Process Optimization

Key performance indicator

As a person responsible for processes, you want to optimise your processes. To be able to measure your processes, you need suitable KPIs (key performance indicators). In the incident process these could be, for example, the percentage of solved tickets compared to all tickets or the average processing time of the tickets (in a quarter or year). Suitable KPIs must be defined for each process in order to be able to collect meaningful measurement figures. The KPIs can be evaluated by means of (automatically generated) reports.

Kaizen

If a KPI deviates from the set benchmark, the cause of the deviation must be identified and improvement measures must be initiated. This procedure is also known as Deming cycle or PDCA cycle (Plan-Do-Check-Act).
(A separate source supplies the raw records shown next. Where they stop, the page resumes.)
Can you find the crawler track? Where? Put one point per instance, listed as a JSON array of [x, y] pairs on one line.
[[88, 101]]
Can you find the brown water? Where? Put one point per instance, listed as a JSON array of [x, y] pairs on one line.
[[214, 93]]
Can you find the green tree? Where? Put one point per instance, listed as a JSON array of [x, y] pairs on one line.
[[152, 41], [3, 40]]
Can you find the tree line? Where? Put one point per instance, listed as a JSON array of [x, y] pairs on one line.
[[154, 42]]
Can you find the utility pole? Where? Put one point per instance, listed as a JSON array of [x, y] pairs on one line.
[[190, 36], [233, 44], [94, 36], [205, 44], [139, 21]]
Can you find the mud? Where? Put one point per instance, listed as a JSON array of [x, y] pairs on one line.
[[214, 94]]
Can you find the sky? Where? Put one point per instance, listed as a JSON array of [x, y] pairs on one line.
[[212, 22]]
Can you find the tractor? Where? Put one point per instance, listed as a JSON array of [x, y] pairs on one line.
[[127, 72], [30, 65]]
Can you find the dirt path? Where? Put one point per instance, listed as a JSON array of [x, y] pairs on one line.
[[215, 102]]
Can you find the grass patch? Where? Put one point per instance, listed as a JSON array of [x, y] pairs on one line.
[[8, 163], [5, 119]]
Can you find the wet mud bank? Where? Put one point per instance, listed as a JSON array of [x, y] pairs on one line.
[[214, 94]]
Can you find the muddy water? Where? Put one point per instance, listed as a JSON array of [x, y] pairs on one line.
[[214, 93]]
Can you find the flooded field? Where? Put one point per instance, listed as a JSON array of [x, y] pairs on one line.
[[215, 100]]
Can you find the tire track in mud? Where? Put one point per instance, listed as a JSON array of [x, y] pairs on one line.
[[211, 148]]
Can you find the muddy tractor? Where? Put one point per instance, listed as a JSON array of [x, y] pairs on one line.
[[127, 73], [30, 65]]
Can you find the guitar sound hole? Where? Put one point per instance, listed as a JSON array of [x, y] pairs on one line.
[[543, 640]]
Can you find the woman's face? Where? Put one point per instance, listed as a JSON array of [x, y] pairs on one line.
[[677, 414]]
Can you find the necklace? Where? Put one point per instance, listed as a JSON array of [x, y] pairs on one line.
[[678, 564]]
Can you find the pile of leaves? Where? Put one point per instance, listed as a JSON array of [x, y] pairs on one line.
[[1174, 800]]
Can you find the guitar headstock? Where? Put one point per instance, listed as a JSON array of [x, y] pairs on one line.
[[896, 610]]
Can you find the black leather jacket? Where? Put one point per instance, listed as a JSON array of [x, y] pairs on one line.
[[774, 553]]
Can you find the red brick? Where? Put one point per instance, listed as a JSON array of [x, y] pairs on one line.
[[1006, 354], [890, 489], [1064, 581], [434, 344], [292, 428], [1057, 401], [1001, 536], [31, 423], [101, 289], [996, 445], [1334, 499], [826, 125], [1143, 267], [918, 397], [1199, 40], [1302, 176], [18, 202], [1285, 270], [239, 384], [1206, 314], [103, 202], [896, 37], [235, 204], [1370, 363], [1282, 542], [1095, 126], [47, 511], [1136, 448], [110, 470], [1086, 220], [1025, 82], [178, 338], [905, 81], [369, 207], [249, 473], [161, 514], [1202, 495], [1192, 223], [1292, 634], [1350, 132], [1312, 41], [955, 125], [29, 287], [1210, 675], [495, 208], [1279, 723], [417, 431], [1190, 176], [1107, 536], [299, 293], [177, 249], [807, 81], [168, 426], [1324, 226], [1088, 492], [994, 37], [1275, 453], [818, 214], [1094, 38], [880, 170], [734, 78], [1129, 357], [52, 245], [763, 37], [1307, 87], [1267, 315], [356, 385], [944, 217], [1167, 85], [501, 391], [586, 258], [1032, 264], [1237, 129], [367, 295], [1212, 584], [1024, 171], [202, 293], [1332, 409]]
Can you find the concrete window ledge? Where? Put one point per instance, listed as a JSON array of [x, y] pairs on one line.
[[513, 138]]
After the improvement measure has been planned (Plan) and implemented (Do), further measurement (Check) and, if necessary, a further measure (Act) is initiated. This is a continuous improvement cycle.
In the agile world, continuous improvement is known under the Japanese term “Kaizen”.

Theory of Constraints

In the “Theory of Constraints” the principle of Kaizen is most sustainable. Here, a process is regarded as a workflow in which there are different work stations (comparable to the work stations in a factory). The “Theory of Constraint” now states that the total flow of the workflow is limited by the workstation with the lowest flow – the “bottleneck”.

Maximum Flow

Any optimisation of other workstations is ineffective in terms of the overall flow. To increase this, there is only one way – the throughput of the bottleneck must be increased. In computer science this is known as the “Min Cut – Max Flow” theorem. After the bottleneck workstation has been optimised, there will now be another bottleneck workstation. The improvement starts all over again, the cycle continues steadily.